EWatch is a programmable ESP32-S3 smartwatch and dev board. Code it by hand like any other Arduino board, or describe what you want and let an LLM write the firmware. Three ways in — bare board, build-it-yourself kit, or wrist-ready. Designed and assembled in the UK by Ewan Wills.

Just the board and the screen. ESP32-S3, USB-C, display connector — assembled and bring-up tested. Bring your own battery, strap, and enclosure.

Every part of the watch, laid out for a one-afternoon build. PCB, screen, battery, vibration motor and strap, plus the case CAD files so you can print, mill, or send out an enclosure of your own.

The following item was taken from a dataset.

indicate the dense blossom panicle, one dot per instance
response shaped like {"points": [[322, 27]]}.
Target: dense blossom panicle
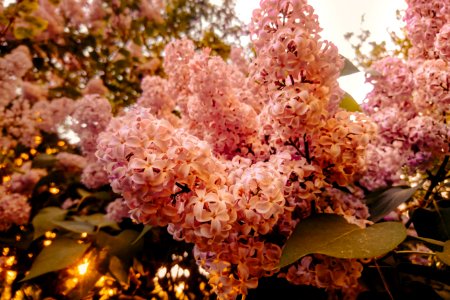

Fully assembled, tested, pre-flashed. Open the box, charge it, and start writing watch faces.
EWatch is a full ESP32-S3 development board in a wrist-sized package. Use it like a Feather or a Watchy, or paste the open-source drivers and an example project into your LLM and let it write firmware for you. Same hardware, your choice of abstraction.
Hand-written drivers for display, touch, IMU, BLE, charging and sleep modes — all on GitHub, all tested on the actual hardware. Call display.text(), imu.steps(), ble.notify(). No datasheet archaeology required.
Reference watch faces, fitness counters, BLE notifiers, a Tamagotchi clone — all public, all known-good. Read them, fork them, ship them. They double as ground-truth context for any LLM you point at the platform.
"Make me a watch face that shows my next meeting and vibrates 5 minutes before." Paste the driver headers and one example into your LLM of choice; it produces working Arduino or ESP-IDF code first try because the model is grounded in code that's already running.
Underneath it's a vanilla ESP32-S3 dev board. Program it from Arduino IDE, PlatformIO, or ESP-IDF in C, C++, MicroPython or Rust. All the standard libraries Just Work — the drivers are a convenience, not a lock-in.
Full schematics, board files, and pinout published. Drive peripherals over I²C / UART, write to registers, fold it into your own RTOS task graph — the drivers are open source, so when you outgrow them you can read them.
Start with the LLM. Drop down to the driver layer when you need precision. Drop to bare-metal when you need every microamp. Same hardware grows with you from first sketch to shipping product.